Foreign bride’s death

via Khmer NZ

07-12-2010

Shock may not be the word. It is with an extreme sense of shame and embarrassment that most Koreans face yet another report on the family violence leading to the death of a young foreign bride.

A 20-year-old woman would never have married a 47-year-old man with a long ― and very recent ― record of treatment for a mental disorder, had she known about it. It's almost as if three culprits had conspired to throw the Vietnamese wife into a tragic end by denying her that critical information; the unjustifiable selfishness of the Korean man and his family, money-blind matchmakers, and the authorities responsible for their supervision.

It was only this March that Prime Minister Hun Sen of Cambodia asked President Lee Myung-bak to take good care of young Cambodian women married to Koreans, regarding them as Korea's own ``daughters-in-law." The Southeast Asian country once banned marriages with Korean men in protest of the 20:1 group interview-style matchmaking arrangement.

The latest incident, in which the near-deranged Korean husband beat and stabbed his Vietnamese wife to death just a week after her arrival here, indicates not much has changed on the part of not a few husbands-to-be, marriage brokers and even the government officials responsible.

This is unthinkable for a country, which has about 136,000 immigrant wives and four out of 10 farmers mostly marry other Asian nationals.

The Korea Immigration Service said Sunday it would enhance education for would-be husbands and refuse visa issuance for those with criminal and serious pathological records.

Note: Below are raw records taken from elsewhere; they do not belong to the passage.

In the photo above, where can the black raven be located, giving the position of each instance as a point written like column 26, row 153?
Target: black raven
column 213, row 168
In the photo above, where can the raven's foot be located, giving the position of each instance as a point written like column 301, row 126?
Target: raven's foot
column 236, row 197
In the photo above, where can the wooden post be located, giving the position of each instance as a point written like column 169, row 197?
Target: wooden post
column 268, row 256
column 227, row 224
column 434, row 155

These are necessary ― if belated ― steps, but fall way short of fundamentally tackling the chronic problem. What matters are not new decrees or laws but how the central and provincial governments implement them to drastically tighten their control on international matchmaking agencies.

In the longer term, the government's handling of multicultural family issues will also need to be checked from the ground up. Most urgent is the proper education of their children, as seen by the fact that the share of biracial students advancing to high schools remains at just 30 percent of the total.

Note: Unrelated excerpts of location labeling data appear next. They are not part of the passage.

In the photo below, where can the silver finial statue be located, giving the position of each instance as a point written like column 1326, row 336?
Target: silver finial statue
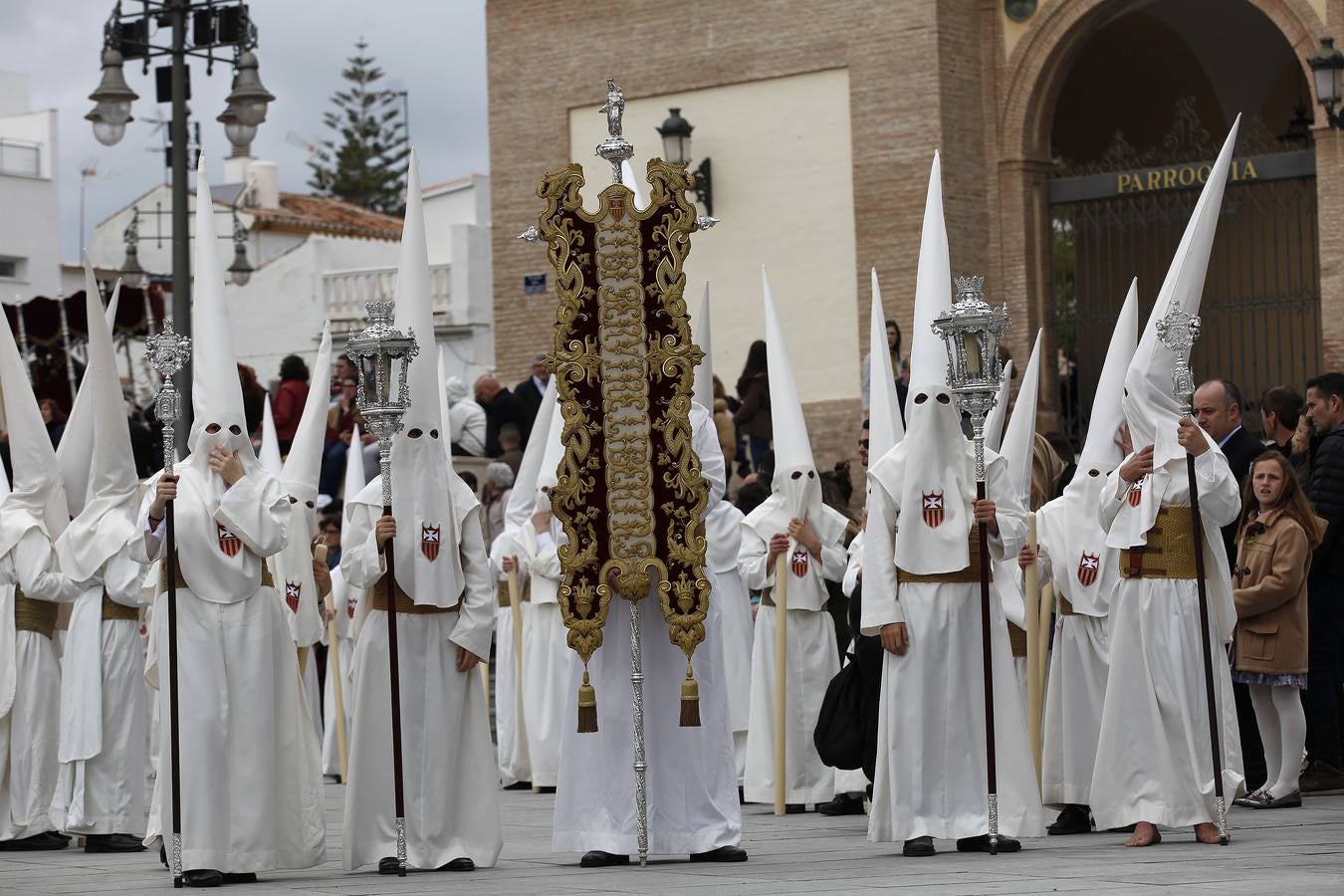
column 1178, row 331
column 383, row 356
column 168, row 352
column 972, row 332
column 615, row 148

In the best-case scenario, Korea can make the most of the growing multicultural population as a bilingual work force that supports its industry, especially the agricultural sector. In the worst, the nation could let them fall to a disgruntled minority suffering from the shortcomings of two cultures and factors of social unrest like the case of some European countries.

The economy aside, the time has long past for this would-be advanced country to improve the related system to fundamentally prevent the recurrence of such disgraceful incidents. Wasn't a ``nation with dignity" one of this administration's pet phrases, too?